Can you talk about your current discovery with cutting off the zinc supply to inhibit it from growing?
CORNELISSEN: I mentioned that one of the problems with developing a vaccine against this organism is that almost everything they put on their surface changes at high frequency. Some of the exceptions to that are nutrient transporters. These organisms must live inside of a human host, which means they must get all their nutrients from that human host. And, they’re very exquisitely adapted to us in terms of those host proteins that they can utilize as nutrients. Virtually all bacterial pathogens require metals, including zinc and iron and other metals. The host has figured this out and deploys a process known as nutritional immunity, which is an effect or an effort on the host’s part, to hide these metals away from invading pathogens. The gonococcus is quite crafty in the sense that it has adapted its outer membrane transport systems to be able to recognize those host proteins, including the human proteins transferrin and calprotectin. These receptors bind to those human proteins and pull the metals off. We think since these transporters are stable in their expression, they’re not subject to high frequency phase or antigenic variation and might be good targets against which we can deploy a vaccine. The idea is that an antibody response, or an immune response, against these very well-conserved transporters might enable us to generate an antibody response that will block the metal uptake just by virtue of blocking the transporter from binding to its ligand. That is where we got the concept of starve and kill. The idea is if an immune response can starve the organism of these necessary metals, then they would die and not be able to cause infection and spread.

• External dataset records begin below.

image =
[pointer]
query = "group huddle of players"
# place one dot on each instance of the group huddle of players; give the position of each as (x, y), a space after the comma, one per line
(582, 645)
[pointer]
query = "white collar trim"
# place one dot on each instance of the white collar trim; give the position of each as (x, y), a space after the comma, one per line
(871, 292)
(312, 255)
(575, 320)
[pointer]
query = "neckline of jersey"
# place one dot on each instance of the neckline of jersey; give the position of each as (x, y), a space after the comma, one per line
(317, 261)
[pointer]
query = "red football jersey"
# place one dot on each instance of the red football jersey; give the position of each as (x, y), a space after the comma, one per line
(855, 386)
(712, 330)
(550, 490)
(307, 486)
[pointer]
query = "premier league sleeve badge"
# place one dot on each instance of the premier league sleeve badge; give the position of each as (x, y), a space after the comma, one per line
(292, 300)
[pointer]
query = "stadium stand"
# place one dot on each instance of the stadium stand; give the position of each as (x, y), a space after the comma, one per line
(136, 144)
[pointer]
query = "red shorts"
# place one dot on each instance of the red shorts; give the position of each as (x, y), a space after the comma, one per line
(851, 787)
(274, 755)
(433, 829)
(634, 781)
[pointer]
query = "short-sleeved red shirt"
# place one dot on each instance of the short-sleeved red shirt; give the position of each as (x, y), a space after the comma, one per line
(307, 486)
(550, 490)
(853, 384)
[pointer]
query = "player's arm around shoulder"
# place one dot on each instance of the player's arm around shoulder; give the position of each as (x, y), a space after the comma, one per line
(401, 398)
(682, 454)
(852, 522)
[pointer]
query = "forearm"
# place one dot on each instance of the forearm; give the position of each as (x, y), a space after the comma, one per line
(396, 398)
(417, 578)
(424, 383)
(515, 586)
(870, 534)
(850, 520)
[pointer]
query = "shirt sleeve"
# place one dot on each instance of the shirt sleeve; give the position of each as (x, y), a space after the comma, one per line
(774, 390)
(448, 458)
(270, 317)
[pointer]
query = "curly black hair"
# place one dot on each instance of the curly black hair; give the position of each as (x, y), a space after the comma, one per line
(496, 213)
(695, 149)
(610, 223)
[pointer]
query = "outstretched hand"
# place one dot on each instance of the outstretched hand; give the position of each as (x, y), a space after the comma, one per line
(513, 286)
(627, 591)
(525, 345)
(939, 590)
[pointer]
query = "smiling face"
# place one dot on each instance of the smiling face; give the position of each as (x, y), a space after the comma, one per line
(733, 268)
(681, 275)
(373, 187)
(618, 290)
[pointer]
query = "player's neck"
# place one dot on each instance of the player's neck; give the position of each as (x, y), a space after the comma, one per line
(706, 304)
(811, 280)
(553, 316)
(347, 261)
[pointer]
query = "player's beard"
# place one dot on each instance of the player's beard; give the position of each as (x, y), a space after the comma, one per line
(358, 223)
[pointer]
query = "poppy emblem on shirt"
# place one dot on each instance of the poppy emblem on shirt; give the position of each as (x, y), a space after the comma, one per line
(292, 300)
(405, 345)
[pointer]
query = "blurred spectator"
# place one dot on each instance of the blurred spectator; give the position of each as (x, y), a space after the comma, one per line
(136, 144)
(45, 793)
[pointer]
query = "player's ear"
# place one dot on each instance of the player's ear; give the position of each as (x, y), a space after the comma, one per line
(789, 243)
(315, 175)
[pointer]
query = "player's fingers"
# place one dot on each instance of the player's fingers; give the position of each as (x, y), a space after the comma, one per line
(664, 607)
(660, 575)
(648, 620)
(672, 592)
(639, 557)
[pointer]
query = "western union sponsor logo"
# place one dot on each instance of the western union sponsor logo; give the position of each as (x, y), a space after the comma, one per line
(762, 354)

Would that affect the human host in any way if you have this vaccine that’s targeting these transporters?
CORNELISSEN: No, because the pathogen is binding to a human protein but with a bacterial receptor. Those bacterial receptors don’t look at all like the human receptors. So, there’s no possibility of a cross reaction that might cause some sort of negative impact on the host because the bacterial transporters are completely different from the human transferrin and calprotectin receptors. There’s no sequence conservation that would cause negative consequences.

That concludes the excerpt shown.